I argued that, in fact, it was right—after all, half the answers were provided in the textbook, and the algorithm had worked on them all.
“Todd, go sit down now. It’s wrong,” he said.
Acting on impulse—again—I refused to walk away. Conscious that my heartbeat was accelerating, I told him, in what I’m sure was a less-than-respectful tone, that he obviously didn’t understand math. What had started as a quiet conversation escalated into a shouting match and ended with me sitting in detention. Five minutes after the class ended, my teacher marched into the detention room, approached my desk, and slammed down my worksheet, on which he’d written a new problem, for which my algorithm did not work.
“Don’t ever question me in front of my class again,” he said, and turned and walked away.
Of course my teacher was right, and I was wrong … about the algorithm.
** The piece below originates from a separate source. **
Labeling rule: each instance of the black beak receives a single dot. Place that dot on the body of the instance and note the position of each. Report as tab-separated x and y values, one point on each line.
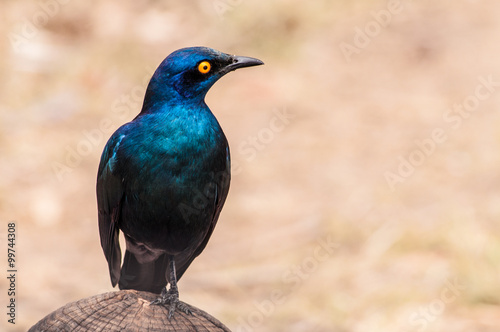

But I’d daresay he was terribly wrong about the broader question of how to bring out the best in his students.
Luckily for me, not all my teachers were threatened, or even annoyed by my inquisitiveness. In fact, my best classroom memory from high school is of the encouragement I got in an Advanced Placement history class I managed to enroll in during my sophomore year in high school. (I had begged into the class, not because I loved history, at first, but because I heard the teacher didn’t give tests.) My teacher, an expert in the pre-glasnost Soviet Union, routinely reminded us that studying history wasn’t about memorizing dates, but rather about probing critically into the complex relationships at play during the time in question to learn why things happened as they did. She loved it when I played the contrarian, asking questions devoid of the knee-jerk Soviet-bashing view so popular at that time. Of course, some of the details are fuzzy, but I clearly remember her smiling response after I followed her lead and connected some dots between a particular food supply problem and a military conflict. She walked over to me and literally shook my hand, saying, “Now that’s what it means to think historically!” From that point on, I was hooked, and tried my best—at least in her classroom.